As the city grew over the past century, so did the economical gap between the two sides of the track. Lovato refers to this as the “digital divide’s color line”. In 2004, during a media reform movement, city leaders started a program that would give universal access to Wi-Fi to everyone in the city. The point of this was to “create a digital infrastructure for open-air Internet access and to help citizens, businesses, schools, and community organizations make effective use of wireless technology.” This would mean that 75% of Philadelphia’s poor would now have the infrastructure to support and provided access to this new technology that they would have never been able to afford or had the infrastructure to support. Free Wi-Fi already existed in coffee shops, grocery stores, and other businesses in Philadelphia, but all these businesses were located on one side of the track. The media reform movement was a success and now people all over Philadelphia, regardless of geographic location or economic status, have access to the Internet.

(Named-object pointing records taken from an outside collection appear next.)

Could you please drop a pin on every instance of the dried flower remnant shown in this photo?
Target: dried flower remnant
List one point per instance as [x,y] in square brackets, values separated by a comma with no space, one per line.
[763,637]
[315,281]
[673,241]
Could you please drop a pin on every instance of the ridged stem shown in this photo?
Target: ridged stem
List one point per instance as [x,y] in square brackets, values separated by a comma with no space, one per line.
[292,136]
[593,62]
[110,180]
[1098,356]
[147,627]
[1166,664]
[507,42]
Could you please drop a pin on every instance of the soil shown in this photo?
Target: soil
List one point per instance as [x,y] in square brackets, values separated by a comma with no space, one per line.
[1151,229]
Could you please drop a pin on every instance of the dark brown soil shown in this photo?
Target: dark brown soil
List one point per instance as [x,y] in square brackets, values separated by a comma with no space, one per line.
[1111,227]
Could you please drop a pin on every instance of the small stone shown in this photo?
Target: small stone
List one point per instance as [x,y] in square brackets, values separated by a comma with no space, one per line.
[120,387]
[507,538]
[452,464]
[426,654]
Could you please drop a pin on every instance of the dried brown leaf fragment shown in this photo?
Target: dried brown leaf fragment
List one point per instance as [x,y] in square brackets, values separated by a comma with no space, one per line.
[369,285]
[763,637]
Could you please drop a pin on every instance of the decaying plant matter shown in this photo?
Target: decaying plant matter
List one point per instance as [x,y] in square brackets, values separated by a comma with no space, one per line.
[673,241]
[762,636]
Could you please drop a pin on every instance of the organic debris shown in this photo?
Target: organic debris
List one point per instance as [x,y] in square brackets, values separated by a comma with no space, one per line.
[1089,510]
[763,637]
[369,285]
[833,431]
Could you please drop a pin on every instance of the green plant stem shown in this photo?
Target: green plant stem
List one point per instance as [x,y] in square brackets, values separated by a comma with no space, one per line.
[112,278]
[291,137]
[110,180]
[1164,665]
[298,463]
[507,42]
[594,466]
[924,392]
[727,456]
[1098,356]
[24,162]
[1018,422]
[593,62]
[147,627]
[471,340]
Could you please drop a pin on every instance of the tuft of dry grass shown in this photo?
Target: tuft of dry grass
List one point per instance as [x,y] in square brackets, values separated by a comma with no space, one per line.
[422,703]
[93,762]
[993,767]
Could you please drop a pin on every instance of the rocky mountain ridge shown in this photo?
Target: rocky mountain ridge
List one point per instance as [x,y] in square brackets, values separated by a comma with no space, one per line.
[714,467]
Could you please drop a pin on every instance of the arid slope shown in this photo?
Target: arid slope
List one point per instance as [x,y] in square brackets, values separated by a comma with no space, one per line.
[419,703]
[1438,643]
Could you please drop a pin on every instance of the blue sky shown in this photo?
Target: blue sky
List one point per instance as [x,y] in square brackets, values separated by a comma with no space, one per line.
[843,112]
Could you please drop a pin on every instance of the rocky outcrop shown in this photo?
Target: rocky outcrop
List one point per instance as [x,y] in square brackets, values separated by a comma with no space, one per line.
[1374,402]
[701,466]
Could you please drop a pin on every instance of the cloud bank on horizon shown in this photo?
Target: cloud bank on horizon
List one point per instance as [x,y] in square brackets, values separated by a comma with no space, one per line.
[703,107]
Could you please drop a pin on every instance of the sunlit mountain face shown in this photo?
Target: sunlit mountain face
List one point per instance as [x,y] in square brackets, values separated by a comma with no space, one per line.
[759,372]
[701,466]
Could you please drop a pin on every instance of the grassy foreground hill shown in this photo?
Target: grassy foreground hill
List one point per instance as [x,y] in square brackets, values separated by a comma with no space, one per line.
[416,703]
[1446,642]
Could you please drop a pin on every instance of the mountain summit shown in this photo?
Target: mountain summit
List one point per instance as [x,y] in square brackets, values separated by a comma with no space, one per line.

After universal Wi-Fi passed in the City of Brotherly Love, more movements across the country have formed to end the economical, geographical, and racial divides. Grassroots movements have started to provide Internet and computer access to communities affected by these digital divides.
This article shows a success story about how ICT4Ds have been able to bridge the digital divides and help close the gap between the rich and poor. Because the Internet was provided to all citizens, instead of just the wealthy or the ones living where infrastructure was available, everyone was able to use this technology.